Cauleen Smith (born Riverside, California, 1967) is an interdisciplinary artist whose work reflects upon the everyday possibilities of the imagination. Operating in multiple materials and arenas, Smith roots her work firmly within the discourse of mid-twentieth-century experimental film. Drawing from structuralism, third world cinema, and science fiction, she makes things that deploy the tactics of these disciplines while offering a phenomenological experience for spectators and participants. Her films, objects, and installations have been featured in group exhibitions. Studio Museum of Harlem, Houston Contemporary Art Museum; Yerba Buena Center for Art, and the New Museum, New York, D21 Leipzig and Decad, Berlin. She has had solo shows for her films and installations at The Kitchen, MCA Chicago, Threewalls, Chicago.

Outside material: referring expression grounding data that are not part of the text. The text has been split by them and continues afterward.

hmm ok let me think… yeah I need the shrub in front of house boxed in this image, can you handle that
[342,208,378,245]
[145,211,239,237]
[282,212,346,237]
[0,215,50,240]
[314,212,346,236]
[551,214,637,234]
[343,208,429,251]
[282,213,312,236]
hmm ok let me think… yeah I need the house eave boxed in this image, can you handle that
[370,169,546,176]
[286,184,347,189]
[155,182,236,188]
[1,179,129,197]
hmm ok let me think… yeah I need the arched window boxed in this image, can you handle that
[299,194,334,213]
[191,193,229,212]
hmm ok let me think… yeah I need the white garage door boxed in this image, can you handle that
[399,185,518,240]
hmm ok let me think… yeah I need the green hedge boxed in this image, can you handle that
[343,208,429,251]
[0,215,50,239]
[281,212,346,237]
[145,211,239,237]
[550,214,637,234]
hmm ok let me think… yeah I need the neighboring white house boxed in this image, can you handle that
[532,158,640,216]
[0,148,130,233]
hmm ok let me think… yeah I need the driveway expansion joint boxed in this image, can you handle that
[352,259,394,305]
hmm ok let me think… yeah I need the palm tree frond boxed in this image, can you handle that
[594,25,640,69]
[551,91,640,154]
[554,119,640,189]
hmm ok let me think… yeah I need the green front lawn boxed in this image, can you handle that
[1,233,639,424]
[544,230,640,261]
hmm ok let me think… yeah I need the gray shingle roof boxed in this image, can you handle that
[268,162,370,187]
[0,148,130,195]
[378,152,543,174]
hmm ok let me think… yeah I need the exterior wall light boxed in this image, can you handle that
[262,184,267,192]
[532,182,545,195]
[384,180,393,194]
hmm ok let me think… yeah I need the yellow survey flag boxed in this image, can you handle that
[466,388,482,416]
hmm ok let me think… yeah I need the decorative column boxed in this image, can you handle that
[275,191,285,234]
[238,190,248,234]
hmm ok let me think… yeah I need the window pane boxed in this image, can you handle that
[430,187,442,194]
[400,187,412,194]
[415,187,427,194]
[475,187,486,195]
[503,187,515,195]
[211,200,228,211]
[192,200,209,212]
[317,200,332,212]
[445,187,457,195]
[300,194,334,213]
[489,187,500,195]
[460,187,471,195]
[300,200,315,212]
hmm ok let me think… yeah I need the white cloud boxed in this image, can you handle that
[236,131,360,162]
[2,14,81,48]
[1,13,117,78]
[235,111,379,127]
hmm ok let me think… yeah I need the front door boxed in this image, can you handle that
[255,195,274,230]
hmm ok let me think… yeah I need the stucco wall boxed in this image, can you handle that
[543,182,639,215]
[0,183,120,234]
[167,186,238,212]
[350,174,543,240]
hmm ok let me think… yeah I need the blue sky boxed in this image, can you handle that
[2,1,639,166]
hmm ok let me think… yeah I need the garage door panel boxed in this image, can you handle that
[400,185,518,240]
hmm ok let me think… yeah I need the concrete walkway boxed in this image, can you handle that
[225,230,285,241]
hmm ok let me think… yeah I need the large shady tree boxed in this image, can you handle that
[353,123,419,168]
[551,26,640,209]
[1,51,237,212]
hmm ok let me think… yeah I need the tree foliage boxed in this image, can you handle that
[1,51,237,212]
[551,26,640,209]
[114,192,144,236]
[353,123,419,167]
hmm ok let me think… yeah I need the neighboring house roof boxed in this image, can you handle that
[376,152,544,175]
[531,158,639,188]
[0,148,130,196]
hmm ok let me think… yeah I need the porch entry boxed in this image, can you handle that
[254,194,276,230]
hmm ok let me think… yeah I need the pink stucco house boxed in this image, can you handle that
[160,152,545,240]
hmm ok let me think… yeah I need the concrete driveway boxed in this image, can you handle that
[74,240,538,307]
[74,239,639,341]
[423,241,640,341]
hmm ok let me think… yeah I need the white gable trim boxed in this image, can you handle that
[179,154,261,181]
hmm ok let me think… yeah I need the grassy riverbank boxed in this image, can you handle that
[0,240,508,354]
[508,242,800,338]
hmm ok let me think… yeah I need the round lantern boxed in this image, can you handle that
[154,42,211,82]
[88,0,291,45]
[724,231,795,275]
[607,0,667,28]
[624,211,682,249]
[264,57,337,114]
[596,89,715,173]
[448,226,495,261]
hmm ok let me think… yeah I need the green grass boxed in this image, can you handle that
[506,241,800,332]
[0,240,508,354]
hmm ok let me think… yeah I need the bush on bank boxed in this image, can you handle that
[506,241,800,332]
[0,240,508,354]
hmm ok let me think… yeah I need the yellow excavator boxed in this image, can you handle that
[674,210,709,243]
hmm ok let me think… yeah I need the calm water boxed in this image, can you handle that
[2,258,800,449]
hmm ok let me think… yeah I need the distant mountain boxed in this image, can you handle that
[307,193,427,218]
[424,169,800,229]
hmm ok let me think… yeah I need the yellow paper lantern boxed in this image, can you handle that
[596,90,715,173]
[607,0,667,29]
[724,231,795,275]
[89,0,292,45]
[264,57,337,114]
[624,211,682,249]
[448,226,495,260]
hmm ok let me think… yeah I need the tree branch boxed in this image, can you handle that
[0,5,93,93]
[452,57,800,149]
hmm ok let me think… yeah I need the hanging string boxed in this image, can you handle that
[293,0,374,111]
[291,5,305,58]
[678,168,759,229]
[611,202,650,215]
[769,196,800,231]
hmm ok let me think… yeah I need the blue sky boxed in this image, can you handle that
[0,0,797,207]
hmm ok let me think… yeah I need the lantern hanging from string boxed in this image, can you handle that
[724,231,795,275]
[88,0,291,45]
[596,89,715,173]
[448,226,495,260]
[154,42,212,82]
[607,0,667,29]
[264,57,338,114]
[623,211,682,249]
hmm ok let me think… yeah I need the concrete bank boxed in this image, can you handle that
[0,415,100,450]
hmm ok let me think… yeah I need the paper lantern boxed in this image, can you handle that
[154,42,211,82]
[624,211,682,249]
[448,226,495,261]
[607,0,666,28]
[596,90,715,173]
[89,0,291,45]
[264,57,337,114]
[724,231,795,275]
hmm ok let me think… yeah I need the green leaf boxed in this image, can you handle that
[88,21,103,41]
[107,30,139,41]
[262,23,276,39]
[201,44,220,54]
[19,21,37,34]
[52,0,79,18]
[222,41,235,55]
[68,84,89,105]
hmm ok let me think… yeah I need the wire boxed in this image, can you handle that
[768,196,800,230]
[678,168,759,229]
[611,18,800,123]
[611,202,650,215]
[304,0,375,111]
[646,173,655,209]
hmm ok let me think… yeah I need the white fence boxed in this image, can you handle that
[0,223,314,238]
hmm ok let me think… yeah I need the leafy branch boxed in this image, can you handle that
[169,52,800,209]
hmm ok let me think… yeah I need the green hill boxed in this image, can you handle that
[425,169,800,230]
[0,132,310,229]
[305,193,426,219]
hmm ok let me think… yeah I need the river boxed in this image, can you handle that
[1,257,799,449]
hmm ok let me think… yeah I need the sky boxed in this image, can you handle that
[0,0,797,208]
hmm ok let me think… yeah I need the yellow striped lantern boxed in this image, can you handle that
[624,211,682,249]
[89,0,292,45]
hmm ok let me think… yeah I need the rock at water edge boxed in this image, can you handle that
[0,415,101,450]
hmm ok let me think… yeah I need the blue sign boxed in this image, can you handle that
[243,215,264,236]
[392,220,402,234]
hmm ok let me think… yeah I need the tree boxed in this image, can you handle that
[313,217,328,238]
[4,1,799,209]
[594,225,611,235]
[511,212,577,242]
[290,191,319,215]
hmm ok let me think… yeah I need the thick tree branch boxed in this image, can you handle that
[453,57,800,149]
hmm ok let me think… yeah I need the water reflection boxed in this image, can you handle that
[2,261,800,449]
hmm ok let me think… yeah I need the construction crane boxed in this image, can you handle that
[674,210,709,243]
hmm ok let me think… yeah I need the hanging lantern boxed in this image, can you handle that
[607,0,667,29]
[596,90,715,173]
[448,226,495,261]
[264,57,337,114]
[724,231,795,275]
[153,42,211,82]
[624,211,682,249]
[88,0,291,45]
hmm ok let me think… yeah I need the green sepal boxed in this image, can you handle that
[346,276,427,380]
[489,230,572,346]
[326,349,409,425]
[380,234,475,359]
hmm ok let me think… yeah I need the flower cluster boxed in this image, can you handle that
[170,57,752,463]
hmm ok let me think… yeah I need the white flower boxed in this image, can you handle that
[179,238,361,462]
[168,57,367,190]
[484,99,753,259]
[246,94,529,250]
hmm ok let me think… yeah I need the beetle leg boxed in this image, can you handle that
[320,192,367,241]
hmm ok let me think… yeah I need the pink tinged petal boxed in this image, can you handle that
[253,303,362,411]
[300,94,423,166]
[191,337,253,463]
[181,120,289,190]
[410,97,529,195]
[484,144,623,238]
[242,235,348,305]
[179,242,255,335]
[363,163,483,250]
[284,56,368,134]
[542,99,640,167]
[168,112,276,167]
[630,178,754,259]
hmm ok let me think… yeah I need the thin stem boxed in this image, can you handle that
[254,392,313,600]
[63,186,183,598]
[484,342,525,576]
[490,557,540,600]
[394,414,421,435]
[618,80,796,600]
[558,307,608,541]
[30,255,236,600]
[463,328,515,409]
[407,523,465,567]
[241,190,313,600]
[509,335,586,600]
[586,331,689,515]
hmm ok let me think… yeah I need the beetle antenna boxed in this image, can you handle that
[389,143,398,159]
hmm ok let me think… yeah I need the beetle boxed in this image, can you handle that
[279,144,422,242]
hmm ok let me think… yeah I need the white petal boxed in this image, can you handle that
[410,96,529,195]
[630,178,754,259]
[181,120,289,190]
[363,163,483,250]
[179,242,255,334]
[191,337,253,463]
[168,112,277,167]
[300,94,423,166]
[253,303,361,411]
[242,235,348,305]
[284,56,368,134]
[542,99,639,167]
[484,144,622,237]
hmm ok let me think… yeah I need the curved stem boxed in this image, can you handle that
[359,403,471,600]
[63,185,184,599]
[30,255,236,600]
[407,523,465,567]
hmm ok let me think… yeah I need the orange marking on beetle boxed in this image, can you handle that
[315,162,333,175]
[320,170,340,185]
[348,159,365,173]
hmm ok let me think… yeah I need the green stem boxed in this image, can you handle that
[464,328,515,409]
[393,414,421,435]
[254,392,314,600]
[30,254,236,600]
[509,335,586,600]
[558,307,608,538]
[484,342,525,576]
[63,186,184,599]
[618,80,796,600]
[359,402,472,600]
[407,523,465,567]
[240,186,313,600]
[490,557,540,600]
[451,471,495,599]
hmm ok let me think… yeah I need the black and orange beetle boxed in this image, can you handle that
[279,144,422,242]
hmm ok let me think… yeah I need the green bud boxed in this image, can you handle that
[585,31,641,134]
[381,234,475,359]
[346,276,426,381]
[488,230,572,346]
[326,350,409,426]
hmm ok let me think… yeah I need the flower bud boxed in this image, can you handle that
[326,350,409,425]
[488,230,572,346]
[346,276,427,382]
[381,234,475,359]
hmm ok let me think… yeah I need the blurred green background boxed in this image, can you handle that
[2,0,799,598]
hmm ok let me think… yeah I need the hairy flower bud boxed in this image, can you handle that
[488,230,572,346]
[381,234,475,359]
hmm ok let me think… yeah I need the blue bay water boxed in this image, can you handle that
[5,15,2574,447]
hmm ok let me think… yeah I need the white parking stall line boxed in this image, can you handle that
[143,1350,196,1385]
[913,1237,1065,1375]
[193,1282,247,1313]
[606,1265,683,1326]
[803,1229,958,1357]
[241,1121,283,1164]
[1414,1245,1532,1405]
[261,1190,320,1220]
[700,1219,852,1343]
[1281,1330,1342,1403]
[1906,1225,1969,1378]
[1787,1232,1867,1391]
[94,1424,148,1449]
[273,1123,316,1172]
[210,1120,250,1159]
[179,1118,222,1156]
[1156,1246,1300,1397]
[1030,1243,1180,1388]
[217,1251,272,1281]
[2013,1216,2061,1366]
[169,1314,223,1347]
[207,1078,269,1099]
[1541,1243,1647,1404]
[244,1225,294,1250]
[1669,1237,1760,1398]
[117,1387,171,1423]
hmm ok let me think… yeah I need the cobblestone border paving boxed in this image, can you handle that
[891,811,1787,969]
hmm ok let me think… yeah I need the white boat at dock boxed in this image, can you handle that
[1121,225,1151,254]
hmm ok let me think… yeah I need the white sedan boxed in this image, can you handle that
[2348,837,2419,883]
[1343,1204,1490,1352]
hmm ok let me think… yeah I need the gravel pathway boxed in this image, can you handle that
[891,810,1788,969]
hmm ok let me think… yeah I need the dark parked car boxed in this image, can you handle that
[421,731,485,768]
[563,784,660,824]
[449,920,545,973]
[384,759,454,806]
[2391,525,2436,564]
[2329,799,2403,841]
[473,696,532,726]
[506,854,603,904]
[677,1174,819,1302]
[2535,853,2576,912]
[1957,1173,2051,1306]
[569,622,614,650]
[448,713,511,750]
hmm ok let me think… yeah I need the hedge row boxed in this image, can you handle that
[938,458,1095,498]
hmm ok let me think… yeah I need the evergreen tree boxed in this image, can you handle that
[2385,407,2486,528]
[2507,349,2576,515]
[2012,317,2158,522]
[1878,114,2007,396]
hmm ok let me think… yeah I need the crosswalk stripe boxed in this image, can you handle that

She shows her drawings and 2D work with Corbett vs. Dempsey. Smith is the recipient of several grants and awards including the Rockefeller Media Arts Award, Creative Capital Film /Video, Chicago 3Arts Grant, and the Foundation for Contemporary Arts, Chicago Expo Artadia Award, and Rauschenberg Residency. Smith was born in Riverside, California and grew up in Sacramento. She earned a BA in Creative Arts from San Francisco Sate University and an MFA from the University of California, Los Angeles School of Theater Film and Television. Smith is based in the great city of Chicago and serves as faculty for the Vermont College of Fine Arts low-residency MFA program.

Experimental filmmaker, video artist and independant curator, Guillaume Vallée graduated from Concordia University with a Major in Film Animation and MFA in Studio Arts - Film Production option. He's interested in alternative forms of moving images in analogue forms as a way of considering the direct interaction between different mediums. His work is an exploration of materiality within the creative process. In attempts of creating a more complex relationship with his subject matter, Vallée makes use of cross-medium forms that range from camera-less techniques to optical effects, glitch, video feedback, resulting in expended & hybrid pieces.

Vallée is questionning the notions of recycling & reappropriation, treating all material as found footage within a collaborative practice, in film, video & performance. His audiovisual performances have been shown in various festivals in Canada, USA and France (MUTEK, O.F.N.I., FICFA, Les Percéides, WUFF (...)) and his experimental films and videos, distributed by Vidéographe and Winnipeg Film Group, have been screened internationnaly. His short film, Le bulbe tragique, won the ''Best Canadian Work'' at WNDX (Festival of Moving Image) in 2016. He's also the co-founder & programmer of Ibrida*Pluri Festival, along with Sonya Stefan & Samuel Bonony.

Guillaume Vallée's completing a PhD in Études et Pratiques des Arts at UQAM, under the direction of Louis Jacob & Mario Côté. His Research-Creation thesis is about the notions of DIY apparatus, scene and the artist as bricoleur, around the practices of experimental cinema.